The problem with this method of budgeting is that it builds budgetary slack (providing a cushion in the budget in order to avoid an unfavourable variance at the end of the budgeting year). This may be achieved by spending up to the budget to get the same amount the following year, by spending money on discretionary and unnecessary items etc. Although budgetary slack makes the budget easier to attain and allows managers to plan for uncertainty, it creates bad habits.

Rolling (Continuous) Budgets

Managers may need to re-budget due to changes such as; organisational structure change, competition, technology, environment, activity level, inflation etc. Rolling budgets can deal with these changes by constantly being updated.
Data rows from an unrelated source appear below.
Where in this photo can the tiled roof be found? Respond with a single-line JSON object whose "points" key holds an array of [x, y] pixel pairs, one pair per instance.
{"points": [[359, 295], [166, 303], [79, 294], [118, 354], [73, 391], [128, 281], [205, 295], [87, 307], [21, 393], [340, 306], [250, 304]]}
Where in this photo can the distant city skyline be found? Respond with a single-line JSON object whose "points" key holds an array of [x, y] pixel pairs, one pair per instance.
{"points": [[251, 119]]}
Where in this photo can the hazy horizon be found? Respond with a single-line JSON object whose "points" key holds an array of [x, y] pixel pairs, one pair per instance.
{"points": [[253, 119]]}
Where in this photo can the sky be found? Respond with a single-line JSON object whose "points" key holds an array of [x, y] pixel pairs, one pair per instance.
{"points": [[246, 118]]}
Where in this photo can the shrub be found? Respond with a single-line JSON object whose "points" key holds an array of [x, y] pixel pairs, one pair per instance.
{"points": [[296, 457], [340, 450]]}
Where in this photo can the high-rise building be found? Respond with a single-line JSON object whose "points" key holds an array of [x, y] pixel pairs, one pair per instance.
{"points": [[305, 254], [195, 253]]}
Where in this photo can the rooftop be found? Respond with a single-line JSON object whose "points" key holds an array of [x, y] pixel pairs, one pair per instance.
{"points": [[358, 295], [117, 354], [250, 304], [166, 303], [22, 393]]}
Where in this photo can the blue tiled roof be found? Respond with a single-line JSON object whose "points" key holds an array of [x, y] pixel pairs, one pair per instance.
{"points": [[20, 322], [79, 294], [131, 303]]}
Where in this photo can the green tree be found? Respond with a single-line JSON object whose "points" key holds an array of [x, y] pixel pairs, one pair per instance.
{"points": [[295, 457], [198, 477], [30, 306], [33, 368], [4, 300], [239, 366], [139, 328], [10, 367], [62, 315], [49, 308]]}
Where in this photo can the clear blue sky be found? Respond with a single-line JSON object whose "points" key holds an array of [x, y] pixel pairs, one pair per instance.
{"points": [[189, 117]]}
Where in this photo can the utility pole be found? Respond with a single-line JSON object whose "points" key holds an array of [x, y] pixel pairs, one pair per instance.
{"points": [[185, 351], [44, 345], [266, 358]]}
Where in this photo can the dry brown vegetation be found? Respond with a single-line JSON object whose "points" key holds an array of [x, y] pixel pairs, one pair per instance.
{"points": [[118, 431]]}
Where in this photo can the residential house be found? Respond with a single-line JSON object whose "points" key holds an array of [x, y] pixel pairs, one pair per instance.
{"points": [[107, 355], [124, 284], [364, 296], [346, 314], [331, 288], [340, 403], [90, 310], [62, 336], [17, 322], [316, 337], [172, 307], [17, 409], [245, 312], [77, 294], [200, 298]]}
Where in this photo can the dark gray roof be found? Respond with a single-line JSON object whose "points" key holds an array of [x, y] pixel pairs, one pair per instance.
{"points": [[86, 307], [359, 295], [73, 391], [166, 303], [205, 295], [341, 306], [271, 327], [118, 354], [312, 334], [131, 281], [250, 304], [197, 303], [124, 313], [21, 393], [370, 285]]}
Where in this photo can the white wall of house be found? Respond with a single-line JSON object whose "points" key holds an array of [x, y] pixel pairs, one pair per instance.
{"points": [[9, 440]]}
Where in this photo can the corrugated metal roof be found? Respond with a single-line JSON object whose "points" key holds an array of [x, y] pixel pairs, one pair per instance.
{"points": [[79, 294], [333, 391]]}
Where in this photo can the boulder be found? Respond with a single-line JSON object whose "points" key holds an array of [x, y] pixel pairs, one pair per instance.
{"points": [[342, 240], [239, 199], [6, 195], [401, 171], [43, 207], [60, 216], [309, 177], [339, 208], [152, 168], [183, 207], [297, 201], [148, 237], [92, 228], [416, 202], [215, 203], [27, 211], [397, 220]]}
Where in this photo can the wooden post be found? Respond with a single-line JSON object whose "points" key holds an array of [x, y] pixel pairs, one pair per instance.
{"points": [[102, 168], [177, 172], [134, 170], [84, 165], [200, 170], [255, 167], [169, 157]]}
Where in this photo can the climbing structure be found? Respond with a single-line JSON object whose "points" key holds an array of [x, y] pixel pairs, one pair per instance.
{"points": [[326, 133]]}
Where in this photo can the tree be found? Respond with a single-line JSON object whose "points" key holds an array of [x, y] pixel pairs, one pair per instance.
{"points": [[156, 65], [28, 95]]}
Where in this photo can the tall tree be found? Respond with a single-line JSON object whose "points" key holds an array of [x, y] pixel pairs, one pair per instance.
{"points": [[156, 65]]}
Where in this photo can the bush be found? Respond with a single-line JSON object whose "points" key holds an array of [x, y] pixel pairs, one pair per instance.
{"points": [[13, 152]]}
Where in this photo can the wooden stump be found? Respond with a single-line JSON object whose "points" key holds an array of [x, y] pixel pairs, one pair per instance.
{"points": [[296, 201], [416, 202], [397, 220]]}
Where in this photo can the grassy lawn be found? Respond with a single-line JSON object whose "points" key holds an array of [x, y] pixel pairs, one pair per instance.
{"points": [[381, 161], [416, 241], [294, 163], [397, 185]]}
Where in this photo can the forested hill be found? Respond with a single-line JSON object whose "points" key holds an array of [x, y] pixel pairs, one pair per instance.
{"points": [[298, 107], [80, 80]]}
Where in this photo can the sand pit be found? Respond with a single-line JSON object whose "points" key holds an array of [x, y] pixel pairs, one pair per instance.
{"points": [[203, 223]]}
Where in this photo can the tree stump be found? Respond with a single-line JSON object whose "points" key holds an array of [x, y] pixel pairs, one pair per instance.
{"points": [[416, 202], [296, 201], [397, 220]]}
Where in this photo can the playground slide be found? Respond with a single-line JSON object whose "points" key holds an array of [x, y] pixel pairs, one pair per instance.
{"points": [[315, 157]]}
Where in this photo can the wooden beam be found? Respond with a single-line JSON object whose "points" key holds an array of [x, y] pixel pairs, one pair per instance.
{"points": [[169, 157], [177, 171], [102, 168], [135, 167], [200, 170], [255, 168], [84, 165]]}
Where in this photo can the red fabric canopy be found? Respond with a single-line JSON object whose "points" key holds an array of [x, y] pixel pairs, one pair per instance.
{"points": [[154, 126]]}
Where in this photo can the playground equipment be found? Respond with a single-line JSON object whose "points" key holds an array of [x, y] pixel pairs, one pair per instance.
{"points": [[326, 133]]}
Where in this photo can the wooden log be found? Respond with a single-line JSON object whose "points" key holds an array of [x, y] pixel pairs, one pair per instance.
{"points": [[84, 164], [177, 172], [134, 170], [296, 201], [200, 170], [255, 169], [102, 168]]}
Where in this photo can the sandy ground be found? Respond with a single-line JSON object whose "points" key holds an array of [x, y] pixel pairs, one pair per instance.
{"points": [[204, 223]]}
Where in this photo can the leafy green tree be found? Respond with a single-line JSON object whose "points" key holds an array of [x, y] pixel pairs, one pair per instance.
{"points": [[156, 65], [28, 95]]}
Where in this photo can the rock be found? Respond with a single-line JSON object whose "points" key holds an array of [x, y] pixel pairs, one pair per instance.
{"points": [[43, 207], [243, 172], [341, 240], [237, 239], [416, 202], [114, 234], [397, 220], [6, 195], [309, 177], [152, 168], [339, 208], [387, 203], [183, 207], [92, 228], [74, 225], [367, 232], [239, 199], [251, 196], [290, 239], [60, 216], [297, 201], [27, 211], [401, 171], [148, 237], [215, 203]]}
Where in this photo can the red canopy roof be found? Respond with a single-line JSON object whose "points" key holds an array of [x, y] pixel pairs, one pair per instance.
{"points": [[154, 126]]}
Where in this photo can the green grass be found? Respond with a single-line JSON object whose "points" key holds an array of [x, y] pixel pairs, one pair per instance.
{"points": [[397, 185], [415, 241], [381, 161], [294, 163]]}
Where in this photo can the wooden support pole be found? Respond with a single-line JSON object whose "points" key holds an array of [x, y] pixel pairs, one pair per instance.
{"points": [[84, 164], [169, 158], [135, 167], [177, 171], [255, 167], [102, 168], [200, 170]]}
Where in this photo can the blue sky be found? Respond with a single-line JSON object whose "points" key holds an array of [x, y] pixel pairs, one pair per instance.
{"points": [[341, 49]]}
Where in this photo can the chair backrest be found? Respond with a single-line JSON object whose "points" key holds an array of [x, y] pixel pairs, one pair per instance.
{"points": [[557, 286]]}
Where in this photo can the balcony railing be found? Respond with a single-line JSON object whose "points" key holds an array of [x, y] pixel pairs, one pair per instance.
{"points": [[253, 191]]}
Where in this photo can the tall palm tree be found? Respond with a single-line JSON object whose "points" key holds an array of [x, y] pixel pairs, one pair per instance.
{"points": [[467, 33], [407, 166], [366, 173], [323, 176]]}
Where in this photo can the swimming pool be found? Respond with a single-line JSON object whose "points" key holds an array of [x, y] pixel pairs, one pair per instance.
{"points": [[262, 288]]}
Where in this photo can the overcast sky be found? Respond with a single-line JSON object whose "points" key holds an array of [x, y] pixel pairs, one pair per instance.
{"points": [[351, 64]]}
The budget is reviewed periodically (this ‘period’ varies in length depending on how frequently the budget is reviewed) and changes are made to reflect the current conditions. This means that this method of budgeting provides more up-to-date and realistic information, thus any feedback during the reporting and analysis process is much more meaningful.

Zero-based Budgeting

This is essentially the same as ‘bottom-up’ budgeting – the department/business starts with a budget of £0 and works its way up to a spending limit. There is a three-step technique adopted in carrying out this budgeting method;

  1. Define the decision packages (in blue)
  2. Rank the decision packages using cost/benefit analysis (starting with 1 as most important)
  3. Allocate resources accordingly

Zero-based Budgeting

This type of budget allows us to see, if the spending limit was to be cut, which decision package should be dropped, or which decision package to take on if the spending limit is increased. It is usually only practical to review the activities every 3 or 4 years, or if new activities are introduced. There are many advantages to using this type of budgeting system, for example; it creates an environment where change is accepted, helps to focus on the company’s objectives and goals, identifies inefficient and obsolete operations, shows where money could be spent if they have additional funds, and others. However, defining decision packages and ranking them takes more time than other methods e.g. incremental, and therefore it may be considered a more disruptive method (although it may only be disruptive every few years).